Fluctuations and Azimuthally Dependent Two-Particle Distributions ^†

Abstract

The azimuthal dependence of the two-particle distribution, which reflects both the anisotropic flow of each particle and azimuthally sensitive correlations between the two particles, can be characterized with Fourier coefficients. We illustrate on a few idealized examples how the corresponding ”pair-flow coefficients” are affected by fluctuations of the single-particle anisotropic flow, even if genuine correlations are absent.

1. Introduction

Information on the physics at play in the expanding fireball created in ultrarelativistic collisions of heavy nuclei can only be accessed by investigating the distributions of outgoing particles in the final state. In an event, the single-particle azimuthal probability distribution $p_1\left(\phi \right|\left\{{\psi }_n\right\})$ of emitted particles is conveniently expressed in terms of the well-known Fourier expansion

$$p_1\left(\phi \right|\left\{{\Psi }_n\right\})=\frac{1}{2\pi }\left[1+\sum _{n=1}^{\infty }2v_{n}cos\left[n(\phi -{\Psi }_n)\right]\right],$$

(1)

Here and in the following, we drop the dependence of probability distributions or the associated Fourier coefficients on the transverse momentum of the outgoing particles.

One can also consider the two-particle probability distribution $p_2({\phi }_a,{\phi }_b|\left\{{\Psi }_n\right\})$ that a first particle a be measured with azimuth ${\phi }_a$ and a second one (b) with azimuth ${\phi }_b$. Generically, the two-particle distribution can be decomposed as the sum of a “trivial” factorized component $p_1\left({\phi }_a\right|\left\{{\Psi }_n\right\})p_1\left({\phi }_b\right|\left\{{\Psi }_n\right\})$, which represents the independent emission of particles governed by Equation (1), and a “connected part” $p_{2,\mathrm{c}}({\phi }_a,{\phi }_b|\left\{{\Psi }_n\right\})$ that stems from genuine two-body correlations between the two particles. Naively, the latter signal can be isolated by subtracting the background factorized term from the two-particle distribution. However, in a realistic sample of events the single-particle flow coefficients $v_n$ and the orientations $\left\{{\Psi }_n\right\}$ of the symmetry planes vary event by event, which significantly complicates the issue.

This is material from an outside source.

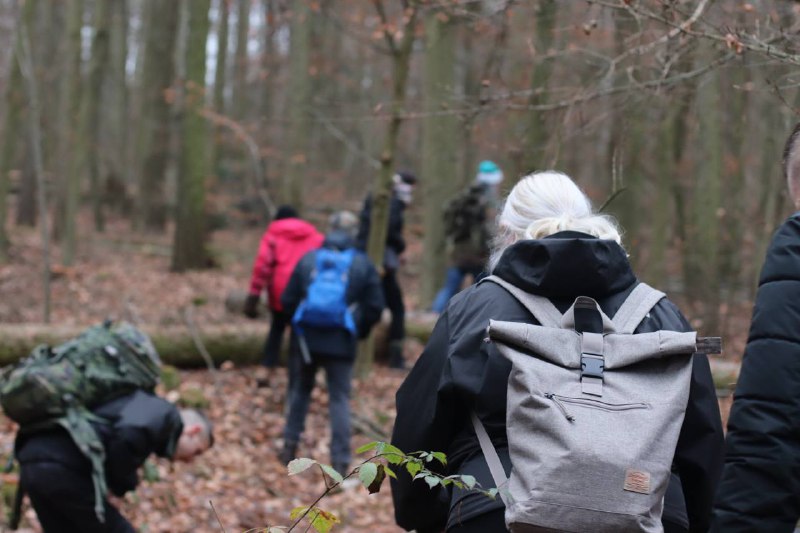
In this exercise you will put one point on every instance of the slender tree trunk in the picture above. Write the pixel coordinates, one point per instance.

In these proceedings, we recall how the two-particle probability distribution, and in particular its azimuthal dependence, can be characterized by a set of Fourier coefficients [1]. For uncorrelated particles, these “pair flow” coefficients are entirely determined by the single-particle flow harmonics $v_n$, and we illustrate on a simple example how event-by-event fluctuations of the latter will affect the former.

2. Pair Flow Coefficients

2.1. Definition

In practical studies, one is not so much interested in the dependence of the pair distribution $p_2$ on the particle azimuths ${\phi }_a$, ${\phi }_b$. Instead, the pair is characterized by a relative angle $\Delta \phi$ and a characteristic pair angle ${\phi }^{\mathrm{pair}}$, which can be for instance the azimuth of the leading particle with highest transverse momentum (in jet-like correlation studies) or that of the total momentum of the pair (in femtoscopy studies). The two-particle distribution is then studied as a function of $\Delta \phi$ and—if one is interested in azimuthally sensitive correlations—${\phi }^{\mathrm{pair}}$, resulting in a probability density $p_2({\phi }^{\mathrm{pair}},\Delta \phi |\left\{{\Psi }_n\right\})$.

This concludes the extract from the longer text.